Cette fois ils disaient vrai ! C’étaient les armées du général Stanislawof qui descendaient, en chantant, les pentes réputées infranchissables de l’Istrandja-Dagh, et qui déjà chassaient devant elles les bandes de Gaulow !

Celles-ci, surprises par la nouvelle de cette marche foudroyante, avaient abandonné leur proie, au moment où elles croyaient bien la tenir, et le Château Noir s’était vidé d’un coup de son armée de brigands.

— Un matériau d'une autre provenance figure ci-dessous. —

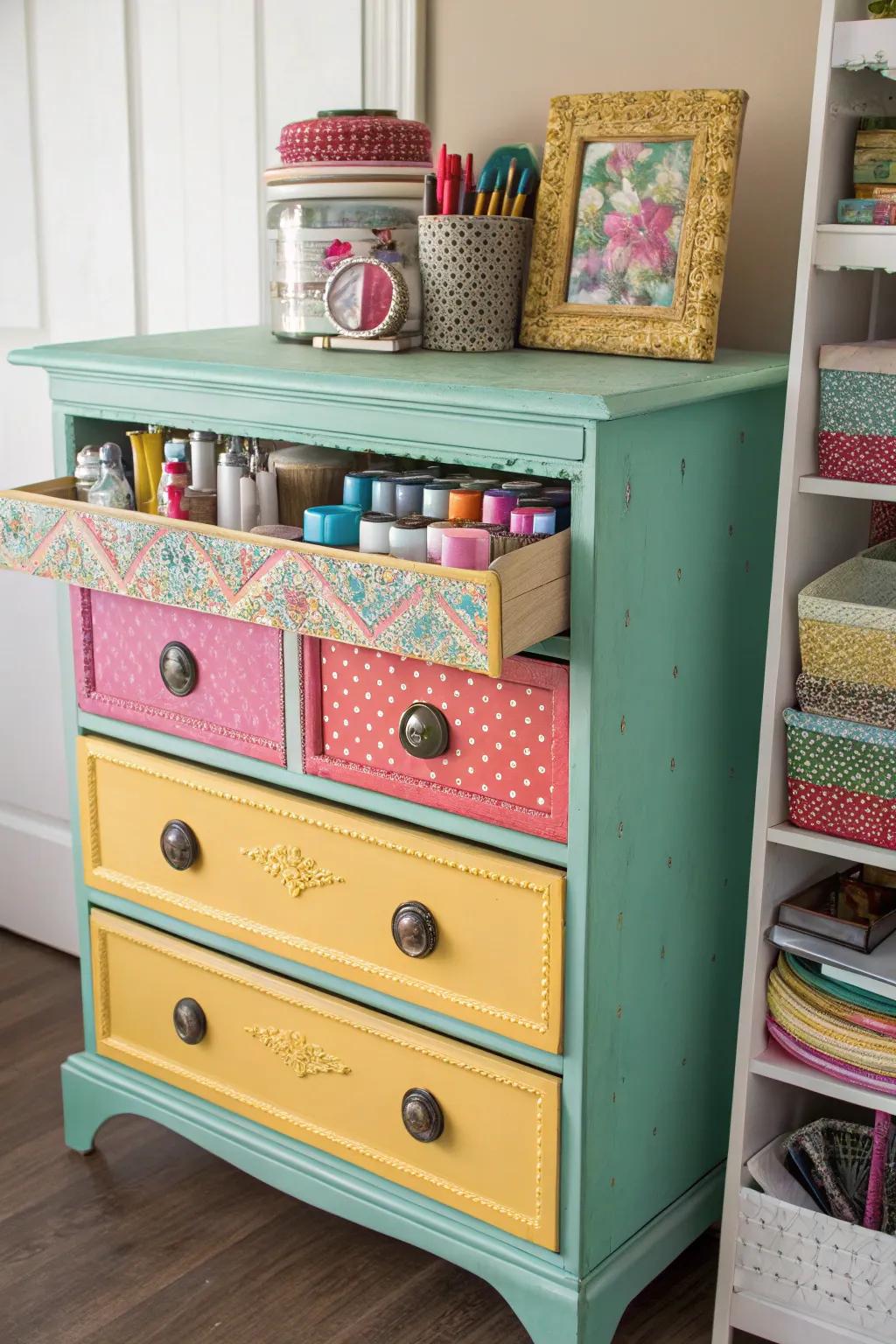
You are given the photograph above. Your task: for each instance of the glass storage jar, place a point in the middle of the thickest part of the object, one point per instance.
(312, 226)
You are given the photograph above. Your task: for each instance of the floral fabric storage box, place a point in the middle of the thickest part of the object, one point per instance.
(858, 411)
(841, 779)
(848, 640)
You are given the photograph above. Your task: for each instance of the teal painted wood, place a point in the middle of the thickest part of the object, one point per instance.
(630, 1199)
(685, 524)
(332, 984)
(552, 1304)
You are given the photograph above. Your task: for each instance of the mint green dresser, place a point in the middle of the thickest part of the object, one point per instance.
(501, 1030)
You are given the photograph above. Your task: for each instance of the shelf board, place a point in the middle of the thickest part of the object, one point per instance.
(777, 1063)
(865, 45)
(846, 489)
(817, 843)
(856, 248)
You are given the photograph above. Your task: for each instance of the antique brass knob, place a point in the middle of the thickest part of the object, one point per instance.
(414, 929)
(178, 668)
(424, 732)
(190, 1022)
(422, 1116)
(178, 844)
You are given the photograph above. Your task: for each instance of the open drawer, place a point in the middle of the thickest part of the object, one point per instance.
(465, 619)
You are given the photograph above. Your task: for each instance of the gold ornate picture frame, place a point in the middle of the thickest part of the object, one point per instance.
(632, 222)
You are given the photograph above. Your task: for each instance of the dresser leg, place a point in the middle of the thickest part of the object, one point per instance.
(83, 1108)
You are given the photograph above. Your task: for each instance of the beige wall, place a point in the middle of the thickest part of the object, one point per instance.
(494, 65)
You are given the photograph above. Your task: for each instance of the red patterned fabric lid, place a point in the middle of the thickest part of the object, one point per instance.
(355, 137)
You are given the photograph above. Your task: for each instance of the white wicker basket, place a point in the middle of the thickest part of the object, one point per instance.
(838, 1273)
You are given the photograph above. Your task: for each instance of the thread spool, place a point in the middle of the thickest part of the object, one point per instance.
(497, 504)
(374, 533)
(434, 534)
(465, 504)
(332, 524)
(308, 476)
(466, 549)
(407, 539)
(409, 496)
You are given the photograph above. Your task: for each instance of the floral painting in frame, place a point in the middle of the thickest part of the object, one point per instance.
(632, 223)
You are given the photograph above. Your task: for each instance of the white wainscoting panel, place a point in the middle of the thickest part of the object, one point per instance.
(135, 137)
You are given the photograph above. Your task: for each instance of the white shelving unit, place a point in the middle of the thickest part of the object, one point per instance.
(844, 293)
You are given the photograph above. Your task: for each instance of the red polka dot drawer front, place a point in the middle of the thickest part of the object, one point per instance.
(496, 750)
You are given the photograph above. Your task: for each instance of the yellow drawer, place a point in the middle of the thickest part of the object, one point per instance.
(321, 885)
(332, 1075)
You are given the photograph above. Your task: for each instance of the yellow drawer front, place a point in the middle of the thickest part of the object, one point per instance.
(320, 885)
(333, 1075)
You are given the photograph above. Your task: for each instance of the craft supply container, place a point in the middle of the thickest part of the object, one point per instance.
(472, 272)
(858, 411)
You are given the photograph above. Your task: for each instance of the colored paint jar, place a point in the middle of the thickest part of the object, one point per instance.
(497, 504)
(434, 534)
(466, 549)
(374, 529)
(465, 504)
(532, 521)
(436, 499)
(332, 524)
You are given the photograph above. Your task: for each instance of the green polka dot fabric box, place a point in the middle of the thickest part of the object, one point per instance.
(858, 411)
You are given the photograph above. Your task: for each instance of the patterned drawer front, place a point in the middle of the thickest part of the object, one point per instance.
(501, 747)
(321, 885)
(236, 699)
(331, 1074)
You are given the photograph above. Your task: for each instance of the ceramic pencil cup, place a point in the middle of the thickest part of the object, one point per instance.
(472, 270)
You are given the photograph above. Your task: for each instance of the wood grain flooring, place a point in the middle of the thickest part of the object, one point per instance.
(152, 1239)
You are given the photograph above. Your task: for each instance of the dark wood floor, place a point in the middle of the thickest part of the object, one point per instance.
(152, 1239)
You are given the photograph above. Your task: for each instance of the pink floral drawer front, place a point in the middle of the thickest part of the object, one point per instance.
(492, 750)
(228, 674)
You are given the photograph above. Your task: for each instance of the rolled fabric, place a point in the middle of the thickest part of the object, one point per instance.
(466, 549)
(409, 496)
(332, 524)
(383, 494)
(465, 504)
(374, 531)
(532, 521)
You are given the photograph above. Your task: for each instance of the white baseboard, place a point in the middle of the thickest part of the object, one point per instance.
(37, 885)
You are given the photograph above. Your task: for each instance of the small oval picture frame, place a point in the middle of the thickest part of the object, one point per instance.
(367, 298)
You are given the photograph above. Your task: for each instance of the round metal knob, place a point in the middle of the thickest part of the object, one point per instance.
(190, 1022)
(178, 844)
(414, 929)
(178, 668)
(424, 732)
(422, 1116)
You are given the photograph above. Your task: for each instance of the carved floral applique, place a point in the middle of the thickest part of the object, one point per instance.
(291, 869)
(298, 1051)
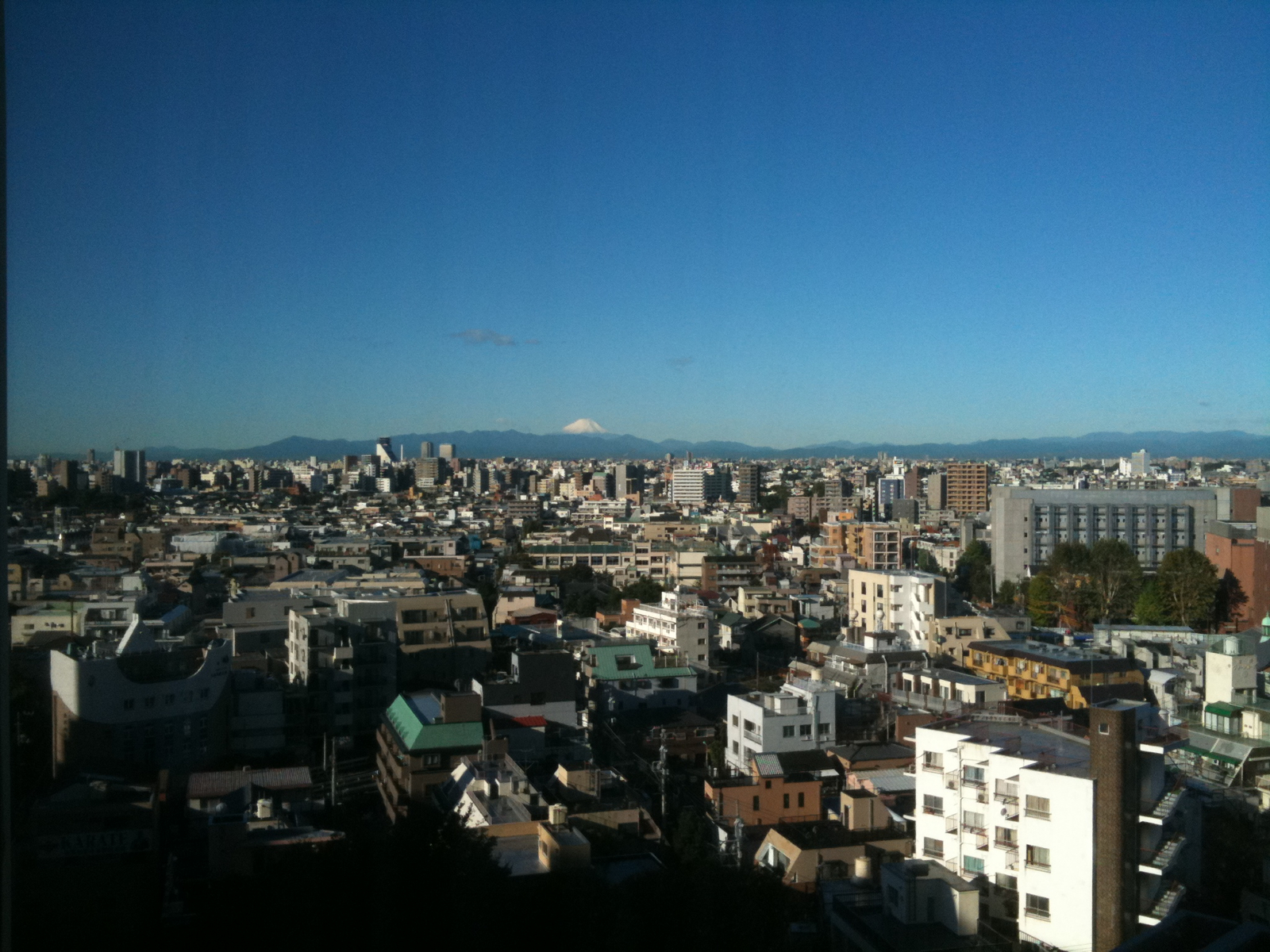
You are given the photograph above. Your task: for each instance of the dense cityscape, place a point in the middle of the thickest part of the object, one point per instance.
(873, 704)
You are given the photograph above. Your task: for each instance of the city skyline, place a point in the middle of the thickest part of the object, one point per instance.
(780, 226)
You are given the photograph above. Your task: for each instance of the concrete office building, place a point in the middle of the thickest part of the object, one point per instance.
(628, 480)
(749, 484)
(968, 488)
(800, 716)
(893, 601)
(1028, 524)
(1073, 839)
(889, 489)
(130, 465)
(679, 626)
(135, 704)
(937, 490)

L’ivresse des reporters, à ce spectacle, fut sans bornes. Ils s’embrassèrent comme ils l’avaient fait tout à l’heure, mais avec autant d’allégresse dans le cœur qu’il avait été plein naguère de désespoir. Du moins, tel était l’enthousiasme de La Candeur et de Vladimir qu’ils ne s’aperçurent même point qu’aux joies délirantes de ce triomphe Rouletabille et Ivana prenaient une bien faible part. Ivana s’était relevée comme les autres, mais, saisissant la jumelle du reporter, et, sans plus prêter d’attention au secours qui arrivait du Nord, elle ne semblait intéressée que par ce qui se passait vers les chemins du Sud, encombrés de la fuite éperdue de toute la soldatesque de la Karakoulé…

Quant à Rouletabille, penché sur l’agonie du pauvre Modeste, il recueillait, avec son dernier soupir, ses dernières paroles :

« Ah ! monsieur, c’est maintenant que je vais pouvoir les rattraper, mes vingt-trois mille trois cent soixante-quinze heures de sommeil !… »

Et Modeste mourut et Rouletabille pleura. Pleurait-il seulement sur ce mort ?… Pauvre Rouletabille qui avait tout fait pour la délivrance d’Ivana et qu’Ivana ne regardait même pas !… Elle venait de quitter précipitamment la terrasse, sans même un mot d’adieu aux reporters.